Don't forget about the upcoming guest speaker.

Pick up a flier on the way out.

In the two minutes it takes to read the notices, half the worshippers have left. Azeez jokes that there is probably a special blessing for those who stayed.

In the past, this job usually was done by one of the members of the Sacramento Area League of Associated Muslims, or SALAM. But that responsibility has increasingly fallen on Azeez, the spiritual leader of the mosque.

That's because it has become difficult to find worshippers willing to speak publicly at the mosque, even to do something as innocuous as reading the weekly announcements, says Azeez.

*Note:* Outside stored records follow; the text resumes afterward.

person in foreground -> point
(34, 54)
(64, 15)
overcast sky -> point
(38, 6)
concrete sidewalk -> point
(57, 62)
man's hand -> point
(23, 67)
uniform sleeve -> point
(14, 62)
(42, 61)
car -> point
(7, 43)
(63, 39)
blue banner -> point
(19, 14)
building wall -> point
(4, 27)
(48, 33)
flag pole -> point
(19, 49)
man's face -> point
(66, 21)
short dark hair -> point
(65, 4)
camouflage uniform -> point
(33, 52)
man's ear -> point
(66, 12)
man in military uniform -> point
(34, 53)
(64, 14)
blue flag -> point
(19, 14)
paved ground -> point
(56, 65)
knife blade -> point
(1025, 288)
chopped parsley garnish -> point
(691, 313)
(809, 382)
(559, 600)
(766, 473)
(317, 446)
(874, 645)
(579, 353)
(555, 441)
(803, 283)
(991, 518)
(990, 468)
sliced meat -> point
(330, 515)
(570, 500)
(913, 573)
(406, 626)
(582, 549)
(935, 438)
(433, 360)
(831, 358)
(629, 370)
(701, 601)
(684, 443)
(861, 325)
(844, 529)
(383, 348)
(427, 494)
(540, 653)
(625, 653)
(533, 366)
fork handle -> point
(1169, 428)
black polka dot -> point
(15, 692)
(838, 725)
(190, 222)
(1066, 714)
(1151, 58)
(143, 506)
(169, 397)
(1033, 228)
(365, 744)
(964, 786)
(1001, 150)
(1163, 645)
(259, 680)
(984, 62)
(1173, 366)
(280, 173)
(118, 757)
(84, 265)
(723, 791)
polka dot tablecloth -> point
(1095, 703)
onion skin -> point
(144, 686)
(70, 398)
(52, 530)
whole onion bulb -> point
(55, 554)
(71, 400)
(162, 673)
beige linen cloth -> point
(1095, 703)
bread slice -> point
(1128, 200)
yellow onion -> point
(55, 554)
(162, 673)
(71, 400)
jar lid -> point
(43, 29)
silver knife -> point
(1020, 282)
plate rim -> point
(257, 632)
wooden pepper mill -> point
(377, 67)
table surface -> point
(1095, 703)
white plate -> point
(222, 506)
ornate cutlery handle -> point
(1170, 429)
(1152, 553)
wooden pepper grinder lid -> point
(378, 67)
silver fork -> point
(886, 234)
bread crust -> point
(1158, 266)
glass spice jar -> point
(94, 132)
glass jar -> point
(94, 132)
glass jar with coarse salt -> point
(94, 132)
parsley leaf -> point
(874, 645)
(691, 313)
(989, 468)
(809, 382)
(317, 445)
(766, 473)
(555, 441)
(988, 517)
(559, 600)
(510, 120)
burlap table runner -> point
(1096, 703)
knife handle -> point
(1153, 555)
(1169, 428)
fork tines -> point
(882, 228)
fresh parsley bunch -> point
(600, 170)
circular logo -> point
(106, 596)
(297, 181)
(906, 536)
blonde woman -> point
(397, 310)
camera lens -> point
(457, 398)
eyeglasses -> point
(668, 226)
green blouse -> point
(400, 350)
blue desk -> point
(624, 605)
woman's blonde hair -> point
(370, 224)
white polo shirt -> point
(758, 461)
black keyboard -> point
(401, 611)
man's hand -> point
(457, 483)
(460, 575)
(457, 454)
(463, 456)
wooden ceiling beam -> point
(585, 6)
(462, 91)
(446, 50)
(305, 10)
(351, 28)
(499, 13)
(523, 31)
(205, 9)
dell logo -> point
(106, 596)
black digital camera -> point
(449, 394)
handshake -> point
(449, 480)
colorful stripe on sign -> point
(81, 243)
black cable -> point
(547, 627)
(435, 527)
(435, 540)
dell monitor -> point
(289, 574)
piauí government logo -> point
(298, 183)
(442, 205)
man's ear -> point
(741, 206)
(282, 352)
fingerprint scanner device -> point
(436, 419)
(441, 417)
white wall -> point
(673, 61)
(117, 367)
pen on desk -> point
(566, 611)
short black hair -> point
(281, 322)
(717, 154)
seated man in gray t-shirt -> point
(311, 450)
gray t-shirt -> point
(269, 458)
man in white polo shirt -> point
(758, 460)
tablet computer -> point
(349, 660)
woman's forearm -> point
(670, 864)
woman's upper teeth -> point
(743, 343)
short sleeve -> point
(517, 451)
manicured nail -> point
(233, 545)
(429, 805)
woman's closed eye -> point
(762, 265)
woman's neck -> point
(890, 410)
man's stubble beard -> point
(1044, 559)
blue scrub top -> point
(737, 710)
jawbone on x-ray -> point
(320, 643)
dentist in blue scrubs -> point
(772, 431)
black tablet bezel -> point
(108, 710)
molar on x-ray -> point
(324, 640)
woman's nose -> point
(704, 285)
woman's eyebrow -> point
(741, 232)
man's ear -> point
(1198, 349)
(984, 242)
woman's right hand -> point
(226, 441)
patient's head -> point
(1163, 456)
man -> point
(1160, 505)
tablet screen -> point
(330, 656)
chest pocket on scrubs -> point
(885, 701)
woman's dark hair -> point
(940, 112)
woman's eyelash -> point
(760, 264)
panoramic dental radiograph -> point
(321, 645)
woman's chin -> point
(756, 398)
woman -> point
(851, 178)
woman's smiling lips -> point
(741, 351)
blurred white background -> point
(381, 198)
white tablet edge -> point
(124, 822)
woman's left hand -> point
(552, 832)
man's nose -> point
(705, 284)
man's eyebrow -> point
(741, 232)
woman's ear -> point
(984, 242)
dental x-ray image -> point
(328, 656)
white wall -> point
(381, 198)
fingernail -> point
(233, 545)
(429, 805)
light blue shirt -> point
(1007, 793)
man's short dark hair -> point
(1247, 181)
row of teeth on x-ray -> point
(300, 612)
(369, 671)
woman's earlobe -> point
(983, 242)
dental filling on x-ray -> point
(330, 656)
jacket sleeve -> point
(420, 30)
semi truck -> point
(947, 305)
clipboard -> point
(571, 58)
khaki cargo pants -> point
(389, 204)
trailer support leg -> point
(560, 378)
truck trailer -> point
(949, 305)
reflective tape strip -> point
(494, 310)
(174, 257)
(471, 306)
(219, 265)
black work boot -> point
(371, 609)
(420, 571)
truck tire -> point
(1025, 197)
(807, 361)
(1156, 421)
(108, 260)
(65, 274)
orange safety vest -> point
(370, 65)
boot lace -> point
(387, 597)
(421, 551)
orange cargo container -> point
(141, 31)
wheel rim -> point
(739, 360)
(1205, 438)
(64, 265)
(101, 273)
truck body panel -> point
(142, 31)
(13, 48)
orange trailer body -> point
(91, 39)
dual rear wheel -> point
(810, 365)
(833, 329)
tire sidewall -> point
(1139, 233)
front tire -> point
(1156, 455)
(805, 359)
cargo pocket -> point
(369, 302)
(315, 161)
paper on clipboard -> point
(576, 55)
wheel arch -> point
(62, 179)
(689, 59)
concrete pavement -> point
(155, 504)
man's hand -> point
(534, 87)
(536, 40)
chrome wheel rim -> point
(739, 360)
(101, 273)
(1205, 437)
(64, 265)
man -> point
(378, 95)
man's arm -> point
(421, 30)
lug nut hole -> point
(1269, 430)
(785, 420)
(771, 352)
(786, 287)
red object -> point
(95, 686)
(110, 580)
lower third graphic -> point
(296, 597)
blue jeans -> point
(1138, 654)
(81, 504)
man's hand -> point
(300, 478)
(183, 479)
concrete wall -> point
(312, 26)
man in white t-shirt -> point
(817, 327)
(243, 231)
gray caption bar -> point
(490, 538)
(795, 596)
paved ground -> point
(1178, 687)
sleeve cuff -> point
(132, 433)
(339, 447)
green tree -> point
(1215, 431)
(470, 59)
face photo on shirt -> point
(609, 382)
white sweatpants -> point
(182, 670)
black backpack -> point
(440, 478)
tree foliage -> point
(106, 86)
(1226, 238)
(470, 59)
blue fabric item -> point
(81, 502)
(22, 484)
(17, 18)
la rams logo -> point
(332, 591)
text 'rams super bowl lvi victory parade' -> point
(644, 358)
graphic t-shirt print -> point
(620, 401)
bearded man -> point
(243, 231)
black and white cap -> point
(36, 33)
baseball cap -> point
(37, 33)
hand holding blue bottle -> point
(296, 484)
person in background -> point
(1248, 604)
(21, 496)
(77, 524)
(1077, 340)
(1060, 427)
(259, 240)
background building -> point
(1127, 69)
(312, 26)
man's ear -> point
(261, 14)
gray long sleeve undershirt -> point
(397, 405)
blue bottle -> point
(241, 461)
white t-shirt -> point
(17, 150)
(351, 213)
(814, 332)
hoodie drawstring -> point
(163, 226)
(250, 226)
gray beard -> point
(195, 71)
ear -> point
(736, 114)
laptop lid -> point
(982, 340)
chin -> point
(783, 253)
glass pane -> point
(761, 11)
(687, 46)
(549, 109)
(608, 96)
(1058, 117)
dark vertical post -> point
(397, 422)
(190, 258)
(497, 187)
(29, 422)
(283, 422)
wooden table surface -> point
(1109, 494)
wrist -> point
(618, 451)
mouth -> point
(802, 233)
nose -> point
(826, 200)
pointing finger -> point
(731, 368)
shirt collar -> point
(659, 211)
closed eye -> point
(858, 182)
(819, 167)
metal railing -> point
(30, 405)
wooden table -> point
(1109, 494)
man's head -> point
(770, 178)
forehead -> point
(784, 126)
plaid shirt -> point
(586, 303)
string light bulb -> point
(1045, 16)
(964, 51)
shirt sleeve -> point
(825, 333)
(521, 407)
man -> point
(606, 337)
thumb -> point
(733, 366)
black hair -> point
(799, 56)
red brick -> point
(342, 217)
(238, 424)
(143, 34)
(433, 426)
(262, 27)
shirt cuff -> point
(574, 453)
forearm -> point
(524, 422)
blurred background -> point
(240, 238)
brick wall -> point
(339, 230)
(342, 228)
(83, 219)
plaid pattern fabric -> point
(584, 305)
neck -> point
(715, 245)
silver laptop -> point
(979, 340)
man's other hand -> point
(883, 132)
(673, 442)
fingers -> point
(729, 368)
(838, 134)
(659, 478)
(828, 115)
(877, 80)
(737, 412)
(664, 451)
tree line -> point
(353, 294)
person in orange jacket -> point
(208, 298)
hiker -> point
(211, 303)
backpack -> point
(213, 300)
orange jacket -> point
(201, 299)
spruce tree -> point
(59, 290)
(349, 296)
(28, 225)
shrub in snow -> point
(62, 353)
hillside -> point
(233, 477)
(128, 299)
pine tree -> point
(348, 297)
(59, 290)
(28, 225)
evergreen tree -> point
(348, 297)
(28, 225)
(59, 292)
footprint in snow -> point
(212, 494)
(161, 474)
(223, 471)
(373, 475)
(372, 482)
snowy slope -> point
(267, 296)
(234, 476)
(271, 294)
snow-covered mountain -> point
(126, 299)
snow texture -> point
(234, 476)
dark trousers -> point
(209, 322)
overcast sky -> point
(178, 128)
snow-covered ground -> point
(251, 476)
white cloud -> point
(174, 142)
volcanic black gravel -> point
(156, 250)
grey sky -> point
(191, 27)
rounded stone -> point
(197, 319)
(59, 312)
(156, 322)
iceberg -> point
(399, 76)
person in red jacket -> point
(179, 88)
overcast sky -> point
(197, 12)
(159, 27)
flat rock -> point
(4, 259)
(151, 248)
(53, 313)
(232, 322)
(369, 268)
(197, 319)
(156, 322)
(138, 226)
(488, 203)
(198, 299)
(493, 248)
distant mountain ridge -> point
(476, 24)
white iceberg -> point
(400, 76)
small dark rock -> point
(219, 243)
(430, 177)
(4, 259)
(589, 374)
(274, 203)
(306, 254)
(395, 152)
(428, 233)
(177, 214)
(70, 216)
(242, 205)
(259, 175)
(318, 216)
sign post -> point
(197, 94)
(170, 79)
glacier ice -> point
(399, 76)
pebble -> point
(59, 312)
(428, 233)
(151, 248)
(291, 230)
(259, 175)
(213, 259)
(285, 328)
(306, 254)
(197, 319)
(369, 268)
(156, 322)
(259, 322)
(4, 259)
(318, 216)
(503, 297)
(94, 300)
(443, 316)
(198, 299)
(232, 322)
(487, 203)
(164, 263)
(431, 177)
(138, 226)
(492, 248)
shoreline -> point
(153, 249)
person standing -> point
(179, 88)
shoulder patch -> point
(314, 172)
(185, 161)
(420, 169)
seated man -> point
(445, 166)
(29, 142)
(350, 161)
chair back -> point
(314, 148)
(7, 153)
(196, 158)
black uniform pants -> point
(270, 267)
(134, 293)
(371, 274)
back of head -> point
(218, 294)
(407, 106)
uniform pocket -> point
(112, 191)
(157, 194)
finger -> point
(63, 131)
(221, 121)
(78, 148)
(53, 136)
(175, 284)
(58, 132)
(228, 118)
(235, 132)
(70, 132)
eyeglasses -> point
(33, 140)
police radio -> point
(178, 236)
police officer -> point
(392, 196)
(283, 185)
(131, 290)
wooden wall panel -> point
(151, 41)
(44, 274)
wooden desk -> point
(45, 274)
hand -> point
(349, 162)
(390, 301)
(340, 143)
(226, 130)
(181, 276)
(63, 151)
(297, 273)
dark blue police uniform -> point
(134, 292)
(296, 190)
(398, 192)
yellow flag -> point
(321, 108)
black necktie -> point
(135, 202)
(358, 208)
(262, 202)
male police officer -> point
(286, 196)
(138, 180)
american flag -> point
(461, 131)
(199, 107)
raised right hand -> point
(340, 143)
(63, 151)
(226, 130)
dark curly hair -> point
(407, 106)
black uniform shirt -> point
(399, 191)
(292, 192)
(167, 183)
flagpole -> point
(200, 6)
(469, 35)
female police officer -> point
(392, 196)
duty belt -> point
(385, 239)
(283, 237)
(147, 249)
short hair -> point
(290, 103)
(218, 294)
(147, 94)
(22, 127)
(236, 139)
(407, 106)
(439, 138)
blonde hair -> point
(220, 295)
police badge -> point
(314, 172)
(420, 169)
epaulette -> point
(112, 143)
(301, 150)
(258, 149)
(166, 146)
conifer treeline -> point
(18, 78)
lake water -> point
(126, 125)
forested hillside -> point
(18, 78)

At the same time, some worshippers have asked that their names be removed from membership and mailing lists. Others refuse to write checks -- insisting on making cash contributions or using money orders.

Azeez and other religious leaders want to change this.

"I tell them speaking out is the only way to protect your community here, to put light where everyone can see it, to step forward, make the announcements, sign up for membership," says Azeez. "We have nothing to hide."

These are cautious times at local mosques. SALAM, which sits across the street from American River College, is considered one of the most diverse and progressive mosques in the area, with a mostly middle-class congregation. But even here, leaders deal with members wary of associating publicly with any Islamic organization.

A recent poll shows that Muslims take their faith seriously, with 72 percent saying religion plays a "very important" role in their life, according to the survey by the Pew Research Center in May. Seventy-eight percent say they are satisfied with their mosques. So why the reluctance?

Some worry that any documented connection to a Muslim organization, no matter how innocent, could be used against them in the future.